The Sitting Closer to Friends than Enemies Problem in Trees

TL;DR

This paper investigates the conditions under which a signed graph can be embedded into a real tree so that positive neighbors are closer than negative ones, linking it to intersection representations by unit balls.

Contribution

It establishes a characterization of valid distance drawings in real trees via intersection representations, connecting positive edge subgraphs to geometric ball intersections.

Findings

Complete signed graphs have valid distance drawings iff their positive subgraphs are intersection graphs of unit balls in a real tree.

Intersection representations by unit, proper, and arbitrary balls in a real tree are equivalent.

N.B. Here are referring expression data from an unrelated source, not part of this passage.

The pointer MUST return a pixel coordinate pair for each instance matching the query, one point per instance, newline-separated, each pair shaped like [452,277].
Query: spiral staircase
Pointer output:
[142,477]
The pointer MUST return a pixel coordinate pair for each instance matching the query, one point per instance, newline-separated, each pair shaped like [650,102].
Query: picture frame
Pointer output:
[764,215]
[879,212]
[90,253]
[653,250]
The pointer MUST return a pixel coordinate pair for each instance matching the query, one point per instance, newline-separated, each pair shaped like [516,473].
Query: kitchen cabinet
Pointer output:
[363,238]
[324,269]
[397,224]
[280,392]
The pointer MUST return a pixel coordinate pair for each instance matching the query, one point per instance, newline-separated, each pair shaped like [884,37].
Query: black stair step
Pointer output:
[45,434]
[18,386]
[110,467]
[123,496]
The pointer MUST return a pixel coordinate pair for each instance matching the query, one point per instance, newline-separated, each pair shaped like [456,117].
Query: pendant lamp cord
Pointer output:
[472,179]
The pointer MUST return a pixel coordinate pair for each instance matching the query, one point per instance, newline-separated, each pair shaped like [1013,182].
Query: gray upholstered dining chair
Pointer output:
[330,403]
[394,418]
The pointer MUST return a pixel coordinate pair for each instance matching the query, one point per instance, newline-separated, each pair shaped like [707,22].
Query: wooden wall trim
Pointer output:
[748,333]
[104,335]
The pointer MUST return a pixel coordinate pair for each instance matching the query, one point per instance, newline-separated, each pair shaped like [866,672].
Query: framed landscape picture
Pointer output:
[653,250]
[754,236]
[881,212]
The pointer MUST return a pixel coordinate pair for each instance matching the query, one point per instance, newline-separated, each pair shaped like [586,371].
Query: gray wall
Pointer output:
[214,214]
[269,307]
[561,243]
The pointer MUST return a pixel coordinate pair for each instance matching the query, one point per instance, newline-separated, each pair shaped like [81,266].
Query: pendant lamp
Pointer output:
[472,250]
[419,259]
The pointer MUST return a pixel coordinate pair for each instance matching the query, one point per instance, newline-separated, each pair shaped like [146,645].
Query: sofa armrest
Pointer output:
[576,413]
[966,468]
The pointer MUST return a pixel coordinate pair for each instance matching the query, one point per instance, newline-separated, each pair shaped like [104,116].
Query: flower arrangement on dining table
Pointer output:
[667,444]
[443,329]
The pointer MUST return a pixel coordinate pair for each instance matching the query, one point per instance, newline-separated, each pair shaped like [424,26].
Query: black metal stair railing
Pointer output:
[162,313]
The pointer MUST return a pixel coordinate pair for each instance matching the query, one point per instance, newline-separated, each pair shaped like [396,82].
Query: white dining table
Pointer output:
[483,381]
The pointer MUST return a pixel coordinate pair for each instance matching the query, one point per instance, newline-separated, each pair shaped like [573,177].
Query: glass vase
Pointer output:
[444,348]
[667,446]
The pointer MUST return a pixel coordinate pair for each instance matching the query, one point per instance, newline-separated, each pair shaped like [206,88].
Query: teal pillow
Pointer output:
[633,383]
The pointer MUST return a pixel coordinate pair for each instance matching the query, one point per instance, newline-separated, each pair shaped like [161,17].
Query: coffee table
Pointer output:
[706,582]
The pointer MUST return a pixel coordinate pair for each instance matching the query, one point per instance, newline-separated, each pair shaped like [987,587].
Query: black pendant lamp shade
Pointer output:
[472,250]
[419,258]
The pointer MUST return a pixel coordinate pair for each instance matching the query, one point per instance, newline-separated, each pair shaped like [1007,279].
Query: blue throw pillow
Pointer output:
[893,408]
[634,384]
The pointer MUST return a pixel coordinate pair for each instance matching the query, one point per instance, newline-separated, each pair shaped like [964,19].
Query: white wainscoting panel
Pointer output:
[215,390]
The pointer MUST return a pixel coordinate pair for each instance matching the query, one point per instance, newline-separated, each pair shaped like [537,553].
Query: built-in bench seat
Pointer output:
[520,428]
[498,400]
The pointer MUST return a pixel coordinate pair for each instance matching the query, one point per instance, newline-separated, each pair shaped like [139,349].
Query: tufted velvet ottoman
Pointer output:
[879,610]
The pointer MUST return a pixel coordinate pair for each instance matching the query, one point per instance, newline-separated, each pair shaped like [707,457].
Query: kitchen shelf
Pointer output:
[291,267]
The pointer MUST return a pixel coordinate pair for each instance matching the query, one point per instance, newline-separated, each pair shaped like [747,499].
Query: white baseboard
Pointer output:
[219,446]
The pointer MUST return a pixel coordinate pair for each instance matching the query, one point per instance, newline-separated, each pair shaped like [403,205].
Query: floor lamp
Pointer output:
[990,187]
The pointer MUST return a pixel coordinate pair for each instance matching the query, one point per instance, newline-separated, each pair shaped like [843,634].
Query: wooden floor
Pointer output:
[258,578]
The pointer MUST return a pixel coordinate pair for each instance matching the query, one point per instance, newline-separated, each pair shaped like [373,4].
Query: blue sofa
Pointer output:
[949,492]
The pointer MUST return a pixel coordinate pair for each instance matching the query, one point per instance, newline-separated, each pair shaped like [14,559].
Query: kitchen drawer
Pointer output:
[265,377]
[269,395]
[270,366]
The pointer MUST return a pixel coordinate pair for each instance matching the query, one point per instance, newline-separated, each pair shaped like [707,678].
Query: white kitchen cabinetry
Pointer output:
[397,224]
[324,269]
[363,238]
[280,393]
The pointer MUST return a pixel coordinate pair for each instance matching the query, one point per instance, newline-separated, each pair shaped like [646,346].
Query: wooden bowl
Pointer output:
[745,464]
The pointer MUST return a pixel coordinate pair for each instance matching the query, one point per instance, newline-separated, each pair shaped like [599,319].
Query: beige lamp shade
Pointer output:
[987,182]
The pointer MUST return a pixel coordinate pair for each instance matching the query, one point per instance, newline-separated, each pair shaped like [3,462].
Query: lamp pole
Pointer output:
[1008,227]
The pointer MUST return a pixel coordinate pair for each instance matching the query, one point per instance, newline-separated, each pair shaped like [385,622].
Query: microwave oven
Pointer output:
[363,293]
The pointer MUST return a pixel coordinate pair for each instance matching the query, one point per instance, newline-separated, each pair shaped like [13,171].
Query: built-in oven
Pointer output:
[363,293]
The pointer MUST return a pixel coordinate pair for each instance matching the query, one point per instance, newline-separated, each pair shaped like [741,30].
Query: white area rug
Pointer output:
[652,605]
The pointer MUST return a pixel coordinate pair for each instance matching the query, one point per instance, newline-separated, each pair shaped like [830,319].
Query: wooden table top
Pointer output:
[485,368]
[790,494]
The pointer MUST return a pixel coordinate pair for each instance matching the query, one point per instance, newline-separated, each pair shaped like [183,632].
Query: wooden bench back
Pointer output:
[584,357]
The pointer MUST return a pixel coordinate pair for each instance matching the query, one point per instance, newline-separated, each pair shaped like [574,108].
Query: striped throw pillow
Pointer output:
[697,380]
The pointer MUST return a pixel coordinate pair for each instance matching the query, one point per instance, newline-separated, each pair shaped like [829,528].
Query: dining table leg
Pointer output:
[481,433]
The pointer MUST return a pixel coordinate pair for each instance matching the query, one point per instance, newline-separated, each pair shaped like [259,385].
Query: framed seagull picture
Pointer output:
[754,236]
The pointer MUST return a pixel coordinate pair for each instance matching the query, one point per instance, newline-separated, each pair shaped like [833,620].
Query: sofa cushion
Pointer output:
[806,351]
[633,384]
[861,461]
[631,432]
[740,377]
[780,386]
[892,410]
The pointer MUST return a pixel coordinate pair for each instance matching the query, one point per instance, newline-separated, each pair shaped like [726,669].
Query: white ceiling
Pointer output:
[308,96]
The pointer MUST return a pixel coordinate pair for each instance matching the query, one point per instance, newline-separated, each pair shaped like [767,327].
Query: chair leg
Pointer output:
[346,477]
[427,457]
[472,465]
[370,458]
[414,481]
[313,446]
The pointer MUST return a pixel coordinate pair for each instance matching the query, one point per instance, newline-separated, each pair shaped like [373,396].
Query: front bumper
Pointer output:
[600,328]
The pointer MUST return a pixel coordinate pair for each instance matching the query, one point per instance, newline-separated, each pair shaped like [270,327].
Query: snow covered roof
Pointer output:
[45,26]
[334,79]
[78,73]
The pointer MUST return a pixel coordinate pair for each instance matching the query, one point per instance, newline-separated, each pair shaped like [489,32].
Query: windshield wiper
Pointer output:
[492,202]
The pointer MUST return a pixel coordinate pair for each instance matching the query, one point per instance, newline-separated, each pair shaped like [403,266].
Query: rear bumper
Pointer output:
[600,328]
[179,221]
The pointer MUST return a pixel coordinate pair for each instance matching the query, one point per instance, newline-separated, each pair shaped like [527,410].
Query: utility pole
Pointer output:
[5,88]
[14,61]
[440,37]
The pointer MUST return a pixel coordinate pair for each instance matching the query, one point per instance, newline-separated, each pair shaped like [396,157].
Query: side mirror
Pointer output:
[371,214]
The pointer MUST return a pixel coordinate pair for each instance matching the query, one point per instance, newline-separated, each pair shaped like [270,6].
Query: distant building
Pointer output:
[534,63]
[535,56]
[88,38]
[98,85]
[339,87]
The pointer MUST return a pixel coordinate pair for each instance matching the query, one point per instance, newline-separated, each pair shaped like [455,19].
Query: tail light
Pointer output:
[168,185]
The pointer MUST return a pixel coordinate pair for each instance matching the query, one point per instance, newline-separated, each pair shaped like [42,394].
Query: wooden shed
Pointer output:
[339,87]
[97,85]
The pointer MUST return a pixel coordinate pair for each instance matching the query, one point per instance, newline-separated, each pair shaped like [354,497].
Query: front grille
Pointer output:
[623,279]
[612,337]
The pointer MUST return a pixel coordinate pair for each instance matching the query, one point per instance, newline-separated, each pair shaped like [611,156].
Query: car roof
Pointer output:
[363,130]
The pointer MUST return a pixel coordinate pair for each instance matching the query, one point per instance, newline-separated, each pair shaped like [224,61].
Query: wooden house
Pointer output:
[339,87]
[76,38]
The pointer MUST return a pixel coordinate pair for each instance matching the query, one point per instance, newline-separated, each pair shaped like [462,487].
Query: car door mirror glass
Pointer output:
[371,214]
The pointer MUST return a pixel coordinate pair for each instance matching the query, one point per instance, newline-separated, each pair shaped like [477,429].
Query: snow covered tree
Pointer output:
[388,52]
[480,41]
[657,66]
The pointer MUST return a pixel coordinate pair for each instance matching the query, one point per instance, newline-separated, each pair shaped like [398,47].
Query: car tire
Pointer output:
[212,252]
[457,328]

The work provides a geometric perspective on the Sitting Closer to Friends than Enemies problem in trees.

Abstract

A metric space $\mathcal{T}$ is a \emph{real tree} if for any pair of points $x, y \in \mathcal{T}$ all topological embeddings $\sigma$ of the segment $[0,1]$ into $\mathcal{T}$, such that $\sigma (0)=x$ and $\sigma (1)=y$, have the same image (which is then a geodesic segment from $x$ to $y$). A \emph{signed graph} is a graph where each edge has a positive or negative sign. The \emph{Sitting Closer to Friends than Enemies} problem in trees has a signed graph $S$ as an input. The purpose is to determine if there exists an injective mapping (called \emph{valid distance drawing}) from $V(S)$ to the points of a real tree such that, for every $u \in V(S)$, for every positive neighbor $v$ of $u$, and negative neighbor $w$ of $u$, the distance between $v$ and $u$ is smaller than the distance between $w$ and $u$. In this work, we show that a complete signed graph has a valid distance drawing in a real tree if and only if its subgraph composed of all (and only) its positive edges has an intersection representation by unit balls in a real tree. Besides, as an instrumental result, we show that a graph has an intersection representation by unit balls in a real tree if and only if it has an intersection representation by proper balls, and if and only if it has an intersection representation by arbitrary balls in a real tree.